There are a few ways of solving this. Something's gotta give, so expect complaints.
One way is suspending the illumination for a year, and see the reaction. You can bet there will be a multitude of suggestions on how to combat the problem right away. Erase the opportunity for a nice shot for social media brownie points and people will go away. Leave the lights off until late at night when the street gets closed off for car traffic or something similar.
The second is caving in and either blocking car traffic, or blocking pedestrian access during the time of the year. The problem is the mix of both, right?
It is obviously clear that the strategy of putting guards shouting at people there isn't working. Particularly when all they can do is shout, not arrest.
There will always be people to jump fences or disrespect more rigid laws, but at a manageable size you just put those people in jail for the night, make an example of it.
Ultimately, nothing will be solved if this continues being normalized as it already is. What is the point of producing news pieces every single year if no changes are actually implemented. Just becomes fodder for prejudice and jingoism. Such is the problem of the vast majority of news that blames all problems on foreigners and tourists.
I think ultimately people get this wrong. If you have a clear problem with tourists and foreigners, and no action is taken, at some point the problem is not because some tourists are disrespectful, ignorant, badly educated or whatever - the problem is that you have a clear issue there that no one is trying to actually solve. Shoving your head into the sand and expecting time to go back to a time when social networks and tons of people trying to take photos with their smartphones of things they find interesting is not a sound strategy. That's Stockholm Syndrome.

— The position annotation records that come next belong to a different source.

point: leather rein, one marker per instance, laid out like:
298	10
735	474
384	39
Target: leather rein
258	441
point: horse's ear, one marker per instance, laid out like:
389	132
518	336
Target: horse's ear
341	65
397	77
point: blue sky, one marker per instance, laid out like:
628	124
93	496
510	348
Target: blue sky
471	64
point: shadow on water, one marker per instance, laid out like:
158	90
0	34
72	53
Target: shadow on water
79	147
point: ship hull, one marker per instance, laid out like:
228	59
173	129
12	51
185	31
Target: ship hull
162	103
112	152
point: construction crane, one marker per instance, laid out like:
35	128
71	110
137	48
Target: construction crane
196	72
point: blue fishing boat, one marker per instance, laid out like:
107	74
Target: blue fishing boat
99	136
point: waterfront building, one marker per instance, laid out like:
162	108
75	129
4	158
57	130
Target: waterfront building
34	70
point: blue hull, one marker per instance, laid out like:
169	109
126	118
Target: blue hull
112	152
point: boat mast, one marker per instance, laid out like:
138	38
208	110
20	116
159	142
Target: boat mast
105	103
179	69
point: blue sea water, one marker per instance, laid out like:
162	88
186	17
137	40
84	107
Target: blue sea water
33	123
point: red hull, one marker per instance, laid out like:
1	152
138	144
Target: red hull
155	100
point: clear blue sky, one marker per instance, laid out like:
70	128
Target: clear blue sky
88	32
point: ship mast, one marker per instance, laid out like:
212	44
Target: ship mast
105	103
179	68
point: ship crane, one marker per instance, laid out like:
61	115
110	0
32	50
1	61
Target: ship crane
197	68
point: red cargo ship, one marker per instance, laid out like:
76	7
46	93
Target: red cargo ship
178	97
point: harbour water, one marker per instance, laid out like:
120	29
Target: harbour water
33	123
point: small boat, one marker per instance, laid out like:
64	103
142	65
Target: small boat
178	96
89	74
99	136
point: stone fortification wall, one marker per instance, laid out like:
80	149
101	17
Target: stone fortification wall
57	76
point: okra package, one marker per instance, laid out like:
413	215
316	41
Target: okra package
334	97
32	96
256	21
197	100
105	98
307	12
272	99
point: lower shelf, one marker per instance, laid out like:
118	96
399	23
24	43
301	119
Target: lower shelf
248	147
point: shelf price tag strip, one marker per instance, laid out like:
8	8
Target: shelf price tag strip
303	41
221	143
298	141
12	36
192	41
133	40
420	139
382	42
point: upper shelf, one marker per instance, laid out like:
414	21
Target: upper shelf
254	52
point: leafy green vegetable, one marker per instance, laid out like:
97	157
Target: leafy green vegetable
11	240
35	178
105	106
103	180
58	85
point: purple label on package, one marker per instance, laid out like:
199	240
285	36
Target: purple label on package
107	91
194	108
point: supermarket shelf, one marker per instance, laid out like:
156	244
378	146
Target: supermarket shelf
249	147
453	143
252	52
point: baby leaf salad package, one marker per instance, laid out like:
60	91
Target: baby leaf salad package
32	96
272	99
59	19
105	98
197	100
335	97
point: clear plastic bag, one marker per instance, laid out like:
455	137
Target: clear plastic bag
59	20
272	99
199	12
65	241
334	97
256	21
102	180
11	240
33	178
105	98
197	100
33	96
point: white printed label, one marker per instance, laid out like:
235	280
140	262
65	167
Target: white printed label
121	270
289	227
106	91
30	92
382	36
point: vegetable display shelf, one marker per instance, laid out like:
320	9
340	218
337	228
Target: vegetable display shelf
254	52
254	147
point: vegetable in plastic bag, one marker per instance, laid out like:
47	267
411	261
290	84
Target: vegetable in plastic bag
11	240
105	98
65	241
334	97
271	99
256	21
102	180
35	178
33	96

The fact is that Japan is becoming increasingly tourist independent. But it doesn't want to change to fit that reality, because while people wants the benefits of mass tourism, with sector growth and foreign money pouring in, they don't want to change things to better fit the behavior of mass tourism. News pieces are produced on the bad behavior of a small percentage of those tourists, and it elevates feelings of undue prejudice, nationalism, and jingoism. Doesn't matter if you have egregious cases attributed to only 0.1% of tourists that visits the area, the perception that comes from that is that all tourists and foreigners are disrespectful, arrogant, behave badly and whatnot.
Meanwhile, nothing concrete is being done to actually combat the behavior. People have to start questioning why the neighborhood association, plus government are not doing anything concrete about it if it's causing such major problems. Why are there no proposals to actually do something to stop it. Times are always changing. Those who refuse to change with times get left behind.
This has already happened before with Halloween in Shinjuku, right? Does it need to get to the point it got there for changes to be implemented forcefully? An horrific case like Itaewon or similar for this case for people to wake up to the problem? This isn't a great way to solve issues like those. Waiting for major accidents to happen to only then do something about it.